Em 1983, assassinato do indígena Antônio Júlio da Silva, atingido com um tiro na cabeça, por pistoleiros mandados pelo fazendeiro Marcus Wanderley.
Em junho de 1986, uma emboscada deixa gravemente feridos os indígenas Antônio Xavier (10 tiros), Anivaldo Calixto (01 tiro no peito), Enedito Vítor (02 tiros) e Leonel Muniz (01 tiro).
Em novembro de 1986, a aldeia São Lucas é invadida por pistoleiros e soldados da Polícia Militar, fortemente armados. São assassinados os indígenas Jacinto Rodrigues e José Pereira. Uma criança recém-nascida também morre no conflito quando sua mãe fugia pela mata para se esconder dos tiros.
No dia 29 de março de 1988, é encontrado morto o indígena Djalma Souza Lima, depois de ter sido seqüestrado na aldeia. Seu corpo apresentava vários sinais de tortura: unhas, dentes e couro cabeludo arrancados, castrado e com queimaduras em várias partes.
No final de 1988, no dia 16 de dezembro, é brutalmente assassinado o líder Pataxó Hã-Hã-Hãe João Cravim, aos 29 anos de idade, casado e pai de três filhos, numa emboscada que liga a aldeia à cidade de Pau Brasil – BA.
Nove anos depois, no dia 20 de abril de 1997, o irmão de João Cravim, Galdino Jesus dos Santos, é queimado vivo em Brasília por cinco jovens da classe média/alta, enquanto dormia numa marquise de ônibus. Galdino estava com um grupo de lideranças, cobrando da Justiça providências para regularização de suas terras. O crime que chocou o país, até hoje clama por justiça. Antes de entrar em coma, Galdino perguntou repetidas vezes:

 “Por que fizeram isso comigo?”

No dia 02 de janeiro de 2002, Milton Sauba é assassinado em frente ao seu filho, quando saiam para retirar leite no curral da fazenda que estavam ocupando, todos sabem que são os culpados, mas nenhuma providência até o momento foram tomadas;
No dia 18 de julho de 2002, o índio Raimundo Sota é brutalmente assassinado em uma tocaia ao lado de sua casa. Raimundo já havia denunciado há alguns dias que vinham sendo ameaçados por pistoleiros a mando dos fazendeiros da região. Três dias antes do seu assassinato, houve uma tentativa de homicídio que deixou ferido o índio Carlos Trajano, com cerca de 15 balas.
 No dia 19 de maio de 2007, o indígena Aurino Pereira dos Santos, 40 anos, casado, foi assassinado a tiros em uma tocaia na região do Taquari, município de Pau Brasil. O índio Aurino era participante ativo desse processo de luta do povo Pataxó Hã-Hã-Hãe pela recuperação do seu território, participando ativamente de varias retomadas, inclusive na região onde foi assassinado, onde de dirigia a retomadas mais recentes na região do Taquari e Braço da Dúvida.
Mesmo com todo este quadro de violência o povo Pataxó Hã-Hã-Hãe continua acreditando na Justiça e aguarda que todos os criminosos sejam punidos, e que finalmente as suas terras lhes sejam devolvidas, acabando assim com todo o sofrimento vivenciado por esta comunidade. E que finalmente possam viver como filhos de Deus na sua “Terra sem Males”.
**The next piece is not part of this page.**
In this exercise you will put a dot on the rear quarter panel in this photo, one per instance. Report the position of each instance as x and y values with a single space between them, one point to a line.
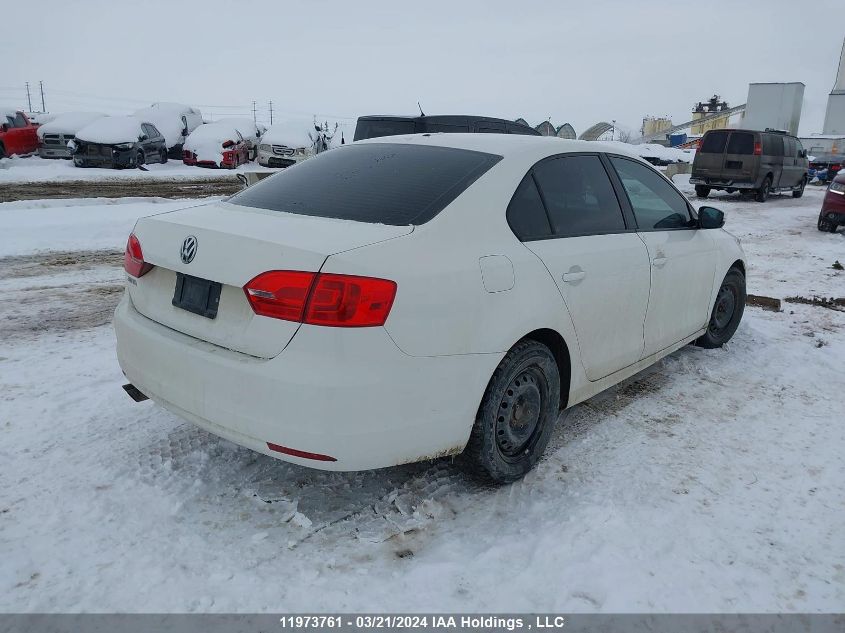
441 306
É bom ressaltar que ao longo destes anos, a FUNAI já realizou vários levantamentos fundiários, tendo pago indenizações pelas benfeitorias de boa-fé à maioria dos proprietários/possuidores. Uma minoria destes – os réus da presente ACO – 312-BA , no entanto, não reconhece a terra como indígena ou discorda do valor proposto pela FUNAI. E, apesar de serem minoria, as áreas por eles ocupadas correspondem à maior parte da TI Caramuru – Catarina – Paraguaçu. O dia 24 de setembro de 2008, será uma ótima oportunidade para que a sociedade possa pagar a sua dívida histórica que tem com os Pataxó Hã-Hã-Hãe, que ao longo dos séculos foram tão esbulhados dos seus direitos e mais recentemente como percebemos na cronologia de violência apresentada acima, tão violentados.A equipe Itabuna, do Conselho Indigenista Missionário ver esta oportunidade como uma luz, que não pode ser contida ao amanhecer, e assim ressurgir a esperança dos Pataxó Hã-Hã-Hãe, maltratados, violentados, esbulhados, mas resistentes e conscientes de seus direitos. Eles nos oferecem uma nova chance de valorizar a vida, a resistência, a diversidade cultural, mas se quisermos, podemos manter nossos olhos fechados, privando nosso espírito de desfrutar da beleza das cores, das formas, das diferentes maneiras de pensar e de viver.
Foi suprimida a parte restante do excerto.